Mme Sassoon a signalé que la ligne des « Étreintes Oreillers » a été classée en fonction de l'âge par un laboratoire d'essai indépendant qui a indiqué que la catégorie d'âge recommandée se situe entre 19 et 96 mois. Selon la réglementation gouvernementale, tous les jouets doivent être classés en fonction de l'âge pour veiller à ce que les produits conviennent à leur groupe d'âge respectif. Elle a également signalé que les magasins de l'appelant ont récemment présenté la ligne de produits « Junior Pillow Buddies » (« Étreintes Oreillers pour enfants en plus bas âge »), une version plus petite quoique identique au modèle plus grand.

Mme Sassoon a mentionné que la vente des Étreintes Oreillers ne concurrence pas celle des oreillers. De fait, à son avis, les Étreintes Oreillers améliorent les ventes des oreillers ordinaires et des autres articles ménagers parce qu'elles attirent les clients dans ces rayons par leurs caractéristiques vives et attirantes. À son avis, les Étreintes Oreillers font davantage concurrence aux animaux et jouets en peluche.
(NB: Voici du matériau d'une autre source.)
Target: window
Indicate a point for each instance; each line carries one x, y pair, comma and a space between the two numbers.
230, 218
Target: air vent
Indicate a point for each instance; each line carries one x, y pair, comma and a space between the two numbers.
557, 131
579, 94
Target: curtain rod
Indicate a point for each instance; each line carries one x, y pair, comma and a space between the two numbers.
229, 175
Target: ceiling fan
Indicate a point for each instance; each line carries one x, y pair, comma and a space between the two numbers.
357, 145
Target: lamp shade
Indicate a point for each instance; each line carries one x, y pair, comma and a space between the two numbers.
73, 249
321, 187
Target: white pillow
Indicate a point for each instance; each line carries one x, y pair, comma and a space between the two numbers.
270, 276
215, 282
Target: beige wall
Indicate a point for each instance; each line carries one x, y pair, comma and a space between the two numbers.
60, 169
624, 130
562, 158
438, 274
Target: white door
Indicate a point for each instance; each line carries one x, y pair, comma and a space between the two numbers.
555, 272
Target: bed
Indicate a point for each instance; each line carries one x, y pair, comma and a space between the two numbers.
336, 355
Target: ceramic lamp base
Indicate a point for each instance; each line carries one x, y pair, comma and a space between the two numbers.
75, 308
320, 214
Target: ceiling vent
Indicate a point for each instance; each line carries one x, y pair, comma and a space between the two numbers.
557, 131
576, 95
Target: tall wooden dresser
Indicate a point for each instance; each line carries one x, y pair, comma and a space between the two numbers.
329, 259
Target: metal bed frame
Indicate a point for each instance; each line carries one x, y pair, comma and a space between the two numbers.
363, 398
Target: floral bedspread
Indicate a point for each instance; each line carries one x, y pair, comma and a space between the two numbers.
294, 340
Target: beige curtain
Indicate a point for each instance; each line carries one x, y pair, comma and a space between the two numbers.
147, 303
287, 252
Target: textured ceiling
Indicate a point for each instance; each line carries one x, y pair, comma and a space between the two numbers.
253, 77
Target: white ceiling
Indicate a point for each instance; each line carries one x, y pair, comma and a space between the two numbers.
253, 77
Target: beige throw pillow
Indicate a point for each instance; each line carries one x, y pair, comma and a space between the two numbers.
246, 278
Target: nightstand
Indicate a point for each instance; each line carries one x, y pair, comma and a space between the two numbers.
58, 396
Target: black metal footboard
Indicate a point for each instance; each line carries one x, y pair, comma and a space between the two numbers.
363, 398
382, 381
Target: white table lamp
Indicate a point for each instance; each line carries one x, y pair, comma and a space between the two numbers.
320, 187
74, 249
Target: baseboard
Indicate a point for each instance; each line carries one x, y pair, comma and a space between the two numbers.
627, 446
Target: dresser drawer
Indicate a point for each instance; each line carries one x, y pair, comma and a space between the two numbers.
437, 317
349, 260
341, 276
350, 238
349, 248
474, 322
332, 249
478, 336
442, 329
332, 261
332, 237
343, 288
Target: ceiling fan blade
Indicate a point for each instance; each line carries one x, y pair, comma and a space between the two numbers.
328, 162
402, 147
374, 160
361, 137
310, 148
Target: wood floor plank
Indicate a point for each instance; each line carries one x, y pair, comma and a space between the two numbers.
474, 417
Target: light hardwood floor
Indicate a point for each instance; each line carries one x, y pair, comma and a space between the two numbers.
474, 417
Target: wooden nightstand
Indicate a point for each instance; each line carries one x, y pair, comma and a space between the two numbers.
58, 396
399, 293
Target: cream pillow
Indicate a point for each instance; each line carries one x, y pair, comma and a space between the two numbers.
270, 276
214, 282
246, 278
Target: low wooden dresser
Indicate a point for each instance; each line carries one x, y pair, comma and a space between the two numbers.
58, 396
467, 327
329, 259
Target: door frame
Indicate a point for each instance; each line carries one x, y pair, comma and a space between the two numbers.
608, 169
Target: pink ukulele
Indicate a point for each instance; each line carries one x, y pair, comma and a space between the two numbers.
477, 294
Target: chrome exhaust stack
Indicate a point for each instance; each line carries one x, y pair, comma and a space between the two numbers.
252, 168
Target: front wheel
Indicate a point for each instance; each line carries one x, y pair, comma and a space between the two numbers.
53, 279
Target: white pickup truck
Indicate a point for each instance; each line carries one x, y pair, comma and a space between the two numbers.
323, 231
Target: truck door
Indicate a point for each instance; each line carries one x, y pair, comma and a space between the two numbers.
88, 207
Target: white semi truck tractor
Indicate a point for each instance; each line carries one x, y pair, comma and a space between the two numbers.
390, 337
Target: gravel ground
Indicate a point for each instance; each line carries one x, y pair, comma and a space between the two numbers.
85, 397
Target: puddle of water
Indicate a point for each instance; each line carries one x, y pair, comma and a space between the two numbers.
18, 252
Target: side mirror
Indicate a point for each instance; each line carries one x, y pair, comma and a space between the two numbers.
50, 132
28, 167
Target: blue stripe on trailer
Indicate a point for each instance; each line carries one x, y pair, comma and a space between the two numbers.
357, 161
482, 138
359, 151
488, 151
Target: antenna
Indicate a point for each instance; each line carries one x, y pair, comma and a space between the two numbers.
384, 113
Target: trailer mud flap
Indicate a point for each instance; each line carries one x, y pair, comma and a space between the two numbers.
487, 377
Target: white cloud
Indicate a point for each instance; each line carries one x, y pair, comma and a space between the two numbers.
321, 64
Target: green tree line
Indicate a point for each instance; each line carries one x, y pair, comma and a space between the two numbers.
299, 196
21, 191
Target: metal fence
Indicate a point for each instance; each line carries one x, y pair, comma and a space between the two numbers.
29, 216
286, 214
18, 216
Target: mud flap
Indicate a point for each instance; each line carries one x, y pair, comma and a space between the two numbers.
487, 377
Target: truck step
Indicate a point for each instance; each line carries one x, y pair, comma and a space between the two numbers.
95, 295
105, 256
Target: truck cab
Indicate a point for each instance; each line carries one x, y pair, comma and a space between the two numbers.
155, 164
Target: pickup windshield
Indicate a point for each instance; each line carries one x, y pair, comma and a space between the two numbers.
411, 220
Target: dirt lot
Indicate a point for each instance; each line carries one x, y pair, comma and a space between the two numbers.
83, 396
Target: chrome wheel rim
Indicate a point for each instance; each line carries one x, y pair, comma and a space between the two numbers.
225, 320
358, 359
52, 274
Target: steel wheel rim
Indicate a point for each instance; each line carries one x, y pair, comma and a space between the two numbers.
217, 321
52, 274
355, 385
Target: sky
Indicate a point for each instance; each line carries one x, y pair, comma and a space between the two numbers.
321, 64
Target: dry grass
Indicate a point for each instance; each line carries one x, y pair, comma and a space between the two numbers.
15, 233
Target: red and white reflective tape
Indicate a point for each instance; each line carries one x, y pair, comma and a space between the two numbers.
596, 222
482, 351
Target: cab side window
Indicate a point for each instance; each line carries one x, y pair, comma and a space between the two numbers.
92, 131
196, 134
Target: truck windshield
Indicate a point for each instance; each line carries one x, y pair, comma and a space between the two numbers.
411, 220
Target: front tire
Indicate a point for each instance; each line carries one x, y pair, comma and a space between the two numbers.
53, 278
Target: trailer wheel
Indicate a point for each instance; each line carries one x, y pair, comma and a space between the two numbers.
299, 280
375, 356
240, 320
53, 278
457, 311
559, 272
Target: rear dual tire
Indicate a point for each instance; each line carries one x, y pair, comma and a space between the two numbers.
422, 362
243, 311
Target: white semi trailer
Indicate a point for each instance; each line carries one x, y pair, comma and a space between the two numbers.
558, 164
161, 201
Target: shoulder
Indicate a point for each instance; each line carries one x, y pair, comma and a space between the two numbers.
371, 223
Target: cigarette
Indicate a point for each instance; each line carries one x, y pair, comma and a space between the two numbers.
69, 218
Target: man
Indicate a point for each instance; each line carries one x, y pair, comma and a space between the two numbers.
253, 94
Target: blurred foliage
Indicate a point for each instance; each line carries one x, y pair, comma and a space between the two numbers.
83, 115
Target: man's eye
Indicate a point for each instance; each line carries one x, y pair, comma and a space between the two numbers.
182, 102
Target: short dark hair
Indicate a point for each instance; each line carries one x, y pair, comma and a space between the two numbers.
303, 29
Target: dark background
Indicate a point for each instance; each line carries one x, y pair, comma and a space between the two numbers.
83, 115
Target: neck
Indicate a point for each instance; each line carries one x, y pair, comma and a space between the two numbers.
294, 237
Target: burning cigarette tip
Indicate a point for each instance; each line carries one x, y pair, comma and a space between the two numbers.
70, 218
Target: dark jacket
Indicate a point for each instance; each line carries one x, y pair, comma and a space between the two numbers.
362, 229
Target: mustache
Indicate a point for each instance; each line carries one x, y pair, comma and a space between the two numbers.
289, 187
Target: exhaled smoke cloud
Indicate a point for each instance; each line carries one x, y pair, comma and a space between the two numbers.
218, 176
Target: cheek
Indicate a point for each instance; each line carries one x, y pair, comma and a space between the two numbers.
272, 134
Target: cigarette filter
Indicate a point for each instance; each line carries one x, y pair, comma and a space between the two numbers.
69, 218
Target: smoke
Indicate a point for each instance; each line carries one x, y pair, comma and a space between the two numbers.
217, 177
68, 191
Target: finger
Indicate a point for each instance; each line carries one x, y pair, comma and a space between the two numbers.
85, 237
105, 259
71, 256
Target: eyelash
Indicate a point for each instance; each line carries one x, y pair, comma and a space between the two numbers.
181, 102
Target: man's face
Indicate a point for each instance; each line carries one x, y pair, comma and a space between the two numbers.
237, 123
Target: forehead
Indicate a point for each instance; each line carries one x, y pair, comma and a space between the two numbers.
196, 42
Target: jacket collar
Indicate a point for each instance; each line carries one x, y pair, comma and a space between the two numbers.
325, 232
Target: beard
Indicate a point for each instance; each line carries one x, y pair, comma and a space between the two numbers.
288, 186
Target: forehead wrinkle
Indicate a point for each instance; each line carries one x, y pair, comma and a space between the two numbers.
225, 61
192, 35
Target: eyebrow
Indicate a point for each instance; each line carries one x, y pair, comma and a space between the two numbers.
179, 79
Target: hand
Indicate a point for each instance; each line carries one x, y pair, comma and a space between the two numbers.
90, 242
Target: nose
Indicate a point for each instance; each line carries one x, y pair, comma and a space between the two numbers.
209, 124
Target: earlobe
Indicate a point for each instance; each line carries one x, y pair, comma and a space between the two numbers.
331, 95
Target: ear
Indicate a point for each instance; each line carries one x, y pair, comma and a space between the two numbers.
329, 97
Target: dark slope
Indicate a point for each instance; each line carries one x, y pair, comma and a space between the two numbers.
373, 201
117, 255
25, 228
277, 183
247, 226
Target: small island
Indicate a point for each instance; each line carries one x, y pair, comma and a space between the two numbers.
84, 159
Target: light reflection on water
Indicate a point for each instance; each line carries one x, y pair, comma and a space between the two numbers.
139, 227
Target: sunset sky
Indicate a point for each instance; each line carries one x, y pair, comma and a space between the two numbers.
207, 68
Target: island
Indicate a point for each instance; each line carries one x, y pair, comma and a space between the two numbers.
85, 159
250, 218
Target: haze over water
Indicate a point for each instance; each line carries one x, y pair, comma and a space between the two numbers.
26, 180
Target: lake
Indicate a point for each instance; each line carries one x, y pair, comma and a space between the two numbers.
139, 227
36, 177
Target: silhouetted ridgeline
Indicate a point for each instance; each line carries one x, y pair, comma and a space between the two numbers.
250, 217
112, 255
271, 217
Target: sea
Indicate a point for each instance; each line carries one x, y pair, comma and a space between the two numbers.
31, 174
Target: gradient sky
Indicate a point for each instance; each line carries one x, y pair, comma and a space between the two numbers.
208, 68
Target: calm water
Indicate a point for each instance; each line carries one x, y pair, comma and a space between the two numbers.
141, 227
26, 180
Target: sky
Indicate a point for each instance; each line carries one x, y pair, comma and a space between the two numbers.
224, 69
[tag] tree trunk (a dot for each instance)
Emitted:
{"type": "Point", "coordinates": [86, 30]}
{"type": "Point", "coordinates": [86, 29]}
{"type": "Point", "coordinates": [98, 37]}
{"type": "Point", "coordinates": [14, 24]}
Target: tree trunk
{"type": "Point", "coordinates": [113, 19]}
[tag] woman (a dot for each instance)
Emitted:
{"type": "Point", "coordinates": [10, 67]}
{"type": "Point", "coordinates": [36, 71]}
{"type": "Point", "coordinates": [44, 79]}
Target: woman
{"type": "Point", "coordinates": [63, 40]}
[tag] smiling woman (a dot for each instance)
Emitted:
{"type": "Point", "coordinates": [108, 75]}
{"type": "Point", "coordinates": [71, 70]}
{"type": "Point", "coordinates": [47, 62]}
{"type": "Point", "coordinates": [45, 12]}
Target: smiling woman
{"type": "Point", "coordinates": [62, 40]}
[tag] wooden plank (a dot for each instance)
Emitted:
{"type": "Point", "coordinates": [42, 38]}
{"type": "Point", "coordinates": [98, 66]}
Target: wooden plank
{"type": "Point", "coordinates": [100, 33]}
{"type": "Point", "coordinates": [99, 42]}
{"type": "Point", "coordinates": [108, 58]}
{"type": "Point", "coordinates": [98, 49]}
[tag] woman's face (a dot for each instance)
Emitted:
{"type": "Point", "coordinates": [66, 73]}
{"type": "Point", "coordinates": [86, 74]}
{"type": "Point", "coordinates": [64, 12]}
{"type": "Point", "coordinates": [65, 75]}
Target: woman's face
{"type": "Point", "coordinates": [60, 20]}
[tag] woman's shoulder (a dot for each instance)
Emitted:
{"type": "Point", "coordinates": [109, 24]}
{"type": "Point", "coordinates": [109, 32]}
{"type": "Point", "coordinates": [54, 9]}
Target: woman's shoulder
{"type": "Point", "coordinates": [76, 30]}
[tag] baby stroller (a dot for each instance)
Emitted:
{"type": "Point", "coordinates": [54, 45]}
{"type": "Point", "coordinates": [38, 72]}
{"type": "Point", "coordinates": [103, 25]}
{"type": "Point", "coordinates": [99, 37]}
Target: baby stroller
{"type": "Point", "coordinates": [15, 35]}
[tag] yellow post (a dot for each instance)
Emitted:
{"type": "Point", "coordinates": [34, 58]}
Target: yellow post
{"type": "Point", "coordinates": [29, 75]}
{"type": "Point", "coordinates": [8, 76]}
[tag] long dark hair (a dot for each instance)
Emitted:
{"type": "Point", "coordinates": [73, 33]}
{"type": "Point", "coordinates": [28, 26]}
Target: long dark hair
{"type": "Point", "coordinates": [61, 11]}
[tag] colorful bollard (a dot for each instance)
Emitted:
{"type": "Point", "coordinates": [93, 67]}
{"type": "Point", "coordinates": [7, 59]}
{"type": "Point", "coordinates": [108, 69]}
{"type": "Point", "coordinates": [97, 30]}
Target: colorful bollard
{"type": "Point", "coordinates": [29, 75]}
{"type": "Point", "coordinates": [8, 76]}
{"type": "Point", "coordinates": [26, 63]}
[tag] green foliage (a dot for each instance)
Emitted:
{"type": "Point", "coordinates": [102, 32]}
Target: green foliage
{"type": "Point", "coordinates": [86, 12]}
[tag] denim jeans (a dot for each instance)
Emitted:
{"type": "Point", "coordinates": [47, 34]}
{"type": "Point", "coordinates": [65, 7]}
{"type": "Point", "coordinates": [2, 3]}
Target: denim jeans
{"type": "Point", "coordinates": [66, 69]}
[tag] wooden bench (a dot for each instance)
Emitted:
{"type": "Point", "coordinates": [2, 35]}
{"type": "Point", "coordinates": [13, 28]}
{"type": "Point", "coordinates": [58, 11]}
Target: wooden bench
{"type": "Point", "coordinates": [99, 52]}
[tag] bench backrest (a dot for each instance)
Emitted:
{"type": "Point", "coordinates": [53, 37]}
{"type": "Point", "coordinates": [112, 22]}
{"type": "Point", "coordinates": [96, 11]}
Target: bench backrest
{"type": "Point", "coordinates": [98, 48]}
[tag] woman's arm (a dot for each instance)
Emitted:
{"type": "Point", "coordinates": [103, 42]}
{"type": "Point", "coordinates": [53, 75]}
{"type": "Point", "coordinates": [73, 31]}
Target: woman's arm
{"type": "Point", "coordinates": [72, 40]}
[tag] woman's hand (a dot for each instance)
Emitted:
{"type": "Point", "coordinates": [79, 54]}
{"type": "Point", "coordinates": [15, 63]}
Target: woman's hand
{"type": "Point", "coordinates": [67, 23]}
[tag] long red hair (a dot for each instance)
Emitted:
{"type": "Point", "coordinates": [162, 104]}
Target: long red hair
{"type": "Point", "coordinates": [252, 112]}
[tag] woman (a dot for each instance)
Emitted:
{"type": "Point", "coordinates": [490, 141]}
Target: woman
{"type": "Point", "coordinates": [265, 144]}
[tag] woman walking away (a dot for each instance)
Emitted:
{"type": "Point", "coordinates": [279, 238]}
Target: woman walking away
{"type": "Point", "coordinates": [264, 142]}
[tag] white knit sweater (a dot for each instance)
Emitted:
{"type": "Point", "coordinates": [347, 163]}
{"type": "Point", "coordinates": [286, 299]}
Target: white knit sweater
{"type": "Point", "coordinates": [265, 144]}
Le témoin suivant de l'appelant était Mme Sheryl Temple qui, de 1992 à décembre 1997, occupait les postes de gestionnaire du service de marchandises et d'acheteuse dans le rayon des jouets de l'appelant. À titre de gestionnaire du service de marchandises, elle était responsable des achats de jouets à l'échelle nationale pour l'appelant. À titre d'acheteuse de jouets, il lui incombait d'acheter des produits qui plairaient aux enfants et, à son avis, les Étreintes Oreillers satisfaisaient à cette exigence. Voici ce qu'elle a déclaré :

La caractéristique clé, pour un acheteur de jouets, est qu'ils soient mignons, moelleux, qu'ils représentent un animal – nous savons tous que les enfants adorent les jouets en peluche – et que certaines de leurs extrémités, la queue, les pieds, les bras, le visage, représentent une partie assez importante de l'ensemble de l'article [3] .

[Traduction]

Elle a ajouté que les Étreintes Oreillers étaient, à certains égards, plus attirantes que les animaux en peluche ordinaires, qui sont plus rigides. Les Étreintes Oreillers sont plus douces et susceptibles d'être transportées à travers la maison et câlinées par un enfant lorsqu'il est assis et qu'il regarde la télévision, par exemple. À son avis, les Étreintes Oreillers, peu importe leur définition, seraient des jouets parce qu'elles constituent des répliques attrayantes d'animaux et procurent un divertissement. Selon elle, les Étreintes Oreillers présentent une valeur ludique identique à celle des jouets et animaux en peluche.

Mme Temple a expliqué que, bien que les Étreintes Oreillers aient d'abord été offertes comme gamme de produits par Danawares au rayon des jouets, elles ont été rejetées parce que l'appelant craignait qu'elles nuisent à la vente des animaux et des jouets en peluche pour lesquels le rayon des jouets avait affecté des ressources considérables pour cette période particulière.

Mme Temple et Mme Sassoon ont produit des échantillons des marchandises en cause et d'animaux en peluche ordinaires, un sac à dos en peluche et une « Étreinte Oreiller pour enfant en plus bas âge » représentant Winnie-the-Pooh.

Le président de Danawares, M. Peter Lewis, a ensuite témoigné pour l'appelant. Il a mentionné que Danawares est un grossiste général agissant à titre d'agent de vente pour des sociétés implantées à l'étranger comme International. Danawares est l'agent de vente des Étreintes Oreillers à l'appelant et à d'autres grands magasins à travers le Canada.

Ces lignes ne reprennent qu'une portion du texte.